Apr 8th, 2008, 06:21 PM
This is completely about you, not me, so please forgive the background story. I'm just trying to make sure you know where I'm coming from to see how well it matches your experience.
I'm disabled, because of being born with spinal cord cancer and because the treatment I had to have for the cancer fuxored me up bigtime for the rest of my life. I worked fulltime from my early teens to around age 27 and was well on my way to being a Productive Member of Society, taking med school classes by special permission as I prepared for the MCAT, when I had to leave school because my parents' insurance dropped me. Working was my only way to have any insurance, since no one would cover me due to my pre-existing (since birth) condition. I was working fulltime when my health REALLY began to crap out on me.

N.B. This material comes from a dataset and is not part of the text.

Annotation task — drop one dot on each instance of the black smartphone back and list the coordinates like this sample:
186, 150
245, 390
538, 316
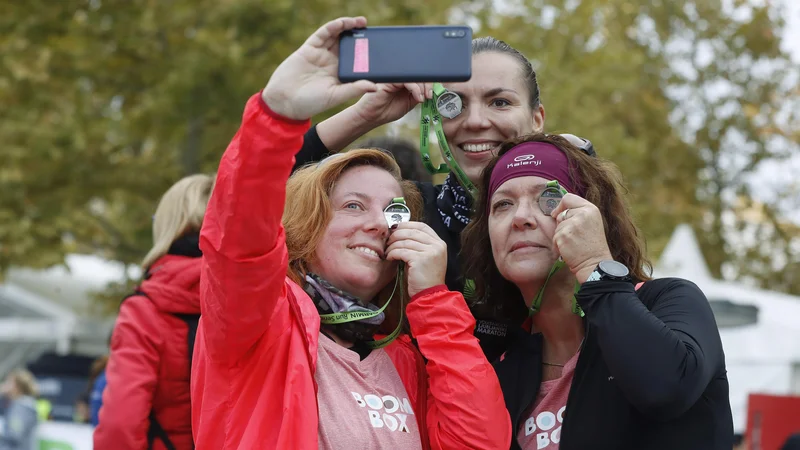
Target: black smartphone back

I couldn't lift a patient's chart without hideous post-radiation muscle spasms, and since I was the only one who did my particular job. taking a prearranged day off to go to the neurosurgeon's became a ridiculously huge issue. It got to where I would use vacation days to see the doctor, and every time I got back there'd be a damn "attendance review" because my supervisors didn't like doing the dirty work themselves, even for a day.
I'm one of those people who doesn't look disabled at first sight, most of the time. I'm skillful at hiding my scars and the big divots out of my body, and most people only see someone with a weird, stiff, tiny neck who walks funny sometimes. So it was at my last "attendance review", when I had been gobbling anti-inflammatories and quite literally killing myself to get through an 8 hour workday, when my supervisor (who was a MEDICAL PROFESSIONAL, who should have KNOWN BETTER) accused me of faking my condition. It was the closest I've ever come to hitting someone. I damn near had a breakdown, and because I cried they sent me to the company "counselor", who said the supervisor was the sick one. I realized I just couldn't do it anymore, I couldn't keep up with a job and a field that are demanding enough even for a normal person, and it was what I had been trained for. So I broke down and accepted disability, which I had been fighting all my life.
That being said.
When you're on disability, you get a mixed bag of reactions. Some people are understanding, some are nosy, and some are plain dicks. If they're not falling all over themselves to snoop out why you have a placard or Medicare card, they're acting if you're fishing through their pockets for a wallet. Suspicion comes with the territory, especially if you don't have an external appliance like a prosthesis or aren't wheelchair-bound (which I am, but not all the time, so many people don't see it. )
I'm perpetually worried about my Medicare because I would be 100% fucked without it. Cancer, and all that came with my variety of it, isn't cheap. Therefore, I'm completely up-front and vocal about my capabilities.
When I can manage it, I make packages to donate to cat rescues. In my healthier days, I invented a cat toy that was very successful, but I'd never have been able to make a living with it (the spasms alone would stop me even if I could have managed otherwise). So when I donate (and I consider it "volunteer work" because I make the toys), I make it very clear that it takes me forever to crank out even one of these things and it's not exactly a productive or profitable enterprise. By being up front by detailing exactly what's behind what you are capable of doing, it helps with people who say "if you can volunteer, you can work".
I wouldn't advise trying to hide anything. Just be completely honest about what you can and can't do. If you can get out of the house for a couple of hours on good days, and good days are few and far between, make sure people understand that. Otherwise, they get the idea that you're simultaneously traipsing around, tra-la-la-la-la, and bleeding them dry when that isn't the case.
If you want to volunteer, don't overextend yourself...the previous posters were right about volunteering jobs being just as strenuous as paid ones. Stick to something you can manage, and don't mislead them (pr yourself) about your capabilities. If you have a doctor you see regularly for your disability-relevant issues (and I don't know who you see more...orthopaedic surgeon? neurosurgeon? neurologist?), ask for their input as to what you can and can't handle. That way, if there's an issue, you can show them what your physician's official opinion was.
I hope that helped, and again, this wasn't about me, I was just trying to give background so you could see where I was coming from with my advice.
Let me know if there's any more I can do to help, and I apologize for my shitty typing...I'm on bedrest and trying to type flat on my back (damn m's and n's).